[Sca-cooks] Re: Sca-cooks digest/sect-OT

Elizabeth A Heckert spynnere at juno.com
Wed Nov 13 08:19:15 PST 2002


On Tue, 12 Nov 2002 21:49:28 -0600 sca-cooks-request at ansteorra.org
writes:
> Message: 13
> Date: Tue, 12 Nov 2002 21:57:43 -0600
> From: Stefan li Rous <StefanliRous at austin.rr.com>
> To: sca-cooks at ansteorra.org
> Subject: Re: [Sca-cooks] Re: Vegetarian politics aside.....
> Reply-To: sca-cooks at ansteorra.org
>
> Why is the use of "sect" a problem? What would you suggest as a
> better
> term to use for this? "flavors"? "persuasions"?

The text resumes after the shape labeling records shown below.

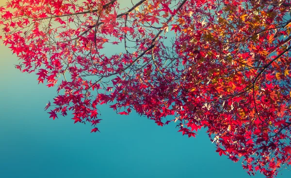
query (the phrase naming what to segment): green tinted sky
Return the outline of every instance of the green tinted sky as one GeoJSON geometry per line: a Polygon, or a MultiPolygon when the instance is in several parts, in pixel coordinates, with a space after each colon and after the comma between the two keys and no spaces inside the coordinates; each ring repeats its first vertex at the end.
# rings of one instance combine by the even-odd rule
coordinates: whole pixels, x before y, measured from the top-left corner
{"type": "MultiPolygon", "coordinates": [[[[0,46],[0,178],[249,177],[240,163],[220,157],[203,132],[188,138],[175,124],[161,127],[106,105],[99,107],[101,133],[69,116],[53,120],[43,108],[55,89],[37,85],[16,63],[0,46]]],[[[282,173],[278,178],[291,177],[282,173]]]]}

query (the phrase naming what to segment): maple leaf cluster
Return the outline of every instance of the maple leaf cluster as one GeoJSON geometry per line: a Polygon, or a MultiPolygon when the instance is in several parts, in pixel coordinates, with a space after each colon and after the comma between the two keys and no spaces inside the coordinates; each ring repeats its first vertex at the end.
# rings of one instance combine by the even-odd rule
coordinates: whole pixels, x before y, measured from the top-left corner
{"type": "Polygon", "coordinates": [[[189,137],[205,128],[250,175],[291,164],[291,3],[282,0],[12,0],[4,44],[55,87],[49,117],[97,125],[99,105],[189,137]],[[134,3],[133,3],[134,2],[134,3]],[[168,119],[173,116],[175,119],[168,119]]]}

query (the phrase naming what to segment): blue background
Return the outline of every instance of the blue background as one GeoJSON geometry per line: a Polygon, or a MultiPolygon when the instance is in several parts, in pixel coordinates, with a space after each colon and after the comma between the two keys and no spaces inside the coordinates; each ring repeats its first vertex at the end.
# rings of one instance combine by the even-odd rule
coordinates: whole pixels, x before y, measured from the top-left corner
{"type": "MultiPolygon", "coordinates": [[[[175,124],[162,127],[106,105],[99,107],[101,133],[73,124],[70,116],[53,120],[44,108],[56,89],[37,85],[36,75],[15,69],[17,63],[0,46],[0,178],[249,177],[241,162],[215,152],[204,131],[188,138],[175,124]]],[[[290,171],[281,173],[278,178],[291,177],[290,171]]]]}

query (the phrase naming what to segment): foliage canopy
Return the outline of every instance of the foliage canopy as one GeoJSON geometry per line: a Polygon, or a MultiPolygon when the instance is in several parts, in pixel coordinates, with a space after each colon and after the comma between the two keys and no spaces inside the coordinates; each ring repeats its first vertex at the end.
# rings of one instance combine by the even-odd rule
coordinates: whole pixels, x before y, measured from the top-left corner
{"type": "Polygon", "coordinates": [[[50,118],[99,131],[97,106],[195,137],[250,175],[291,164],[291,3],[282,0],[12,0],[4,44],[56,86],[50,118]],[[57,83],[58,82],[58,83],[57,83]],[[175,116],[168,120],[167,116],[175,116]]]}

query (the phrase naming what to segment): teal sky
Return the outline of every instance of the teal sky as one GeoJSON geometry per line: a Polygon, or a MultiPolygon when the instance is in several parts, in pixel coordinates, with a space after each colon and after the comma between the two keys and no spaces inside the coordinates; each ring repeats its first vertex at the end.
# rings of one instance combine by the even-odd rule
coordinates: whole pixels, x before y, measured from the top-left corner
{"type": "Polygon", "coordinates": [[[174,124],[162,127],[105,105],[101,133],[70,116],[53,120],[44,108],[56,89],[15,69],[16,55],[3,45],[0,55],[0,178],[249,177],[240,162],[219,156],[203,131],[188,138],[174,124]]]}
{"type": "MultiPolygon", "coordinates": [[[[249,177],[240,163],[220,157],[203,131],[188,138],[175,124],[162,127],[106,105],[101,133],[69,116],[53,120],[43,109],[55,89],[15,69],[17,59],[4,45],[0,54],[1,178],[249,177]]],[[[291,177],[282,173],[278,178],[291,177]]]]}

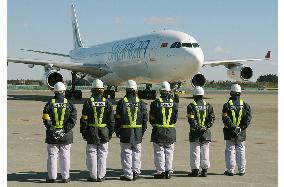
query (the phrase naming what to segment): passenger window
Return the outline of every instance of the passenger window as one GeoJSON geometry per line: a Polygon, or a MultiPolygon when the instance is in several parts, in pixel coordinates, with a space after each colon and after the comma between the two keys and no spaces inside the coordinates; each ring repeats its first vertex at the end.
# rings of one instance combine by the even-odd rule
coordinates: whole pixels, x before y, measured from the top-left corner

     As far as vegetarianism goes, I couldn't comment as to a 'positive'
label for the various subsets.  Sect, however, refers to a group that
other, more doctrinally cohesive groups view as heretical.  I suppose an
heretical vegetarian sect would be one that condones meat eating during
blue moons ...
>
> We have various sects of christianity, Catholic, Lutheran, Mormon,
> Orthodox etc. Or of Judaism.

     Yes, but these denominations (groups that conform to the major
doctrines of each religion named) view sects as heretical.  An example
would be the followers of David Koresh in Waco, Texas, a number of years
ago.  If that group of folks themselves did not claim to be Christian,
they certainly co-opted major figures in Christianity, but I doubt a
Lutheran, Methodist, Catholic or Presbyterian would consider Koresh's
sect a Christian denomination.

     A sect can exhibit heresy by deviating from merely one or two
doctrines, or it can have a belief system totally unrelated to the group
calling it a 'sect'.   Some 'white supremacist' groups have a basis in
Christian beliefs, however they fail at 'loving thy neighbor as thyself'
fully one half of Christian doctrine.   Conversely, a devout Taoist would
be capable (by the tenets of their faith) of perceiving a Muslim (of
whatever denomination) as a follower of a sect because their belief
systems have nothing in common.  This is *Not* to say that a Taoist would
or would not so label a Muslim, merely that they are capable of this
action by the definition of the word sect.  I do not know a great deal
about eastern religions,  but I wanted to try to pick two religions
sufficiently different from one another that the differences would be
obvious.

    I checked a couple of dictionaries, and both suggest that the word
*can* mean merely a splintered group or a subset, but in both
definitions, the words used to describe the groups indicate a breaking a
way from a larger group, and (I assume) that especially with the use of
the word sect as a technical definition with regards to religion, the
word has gained a pejorative meaning.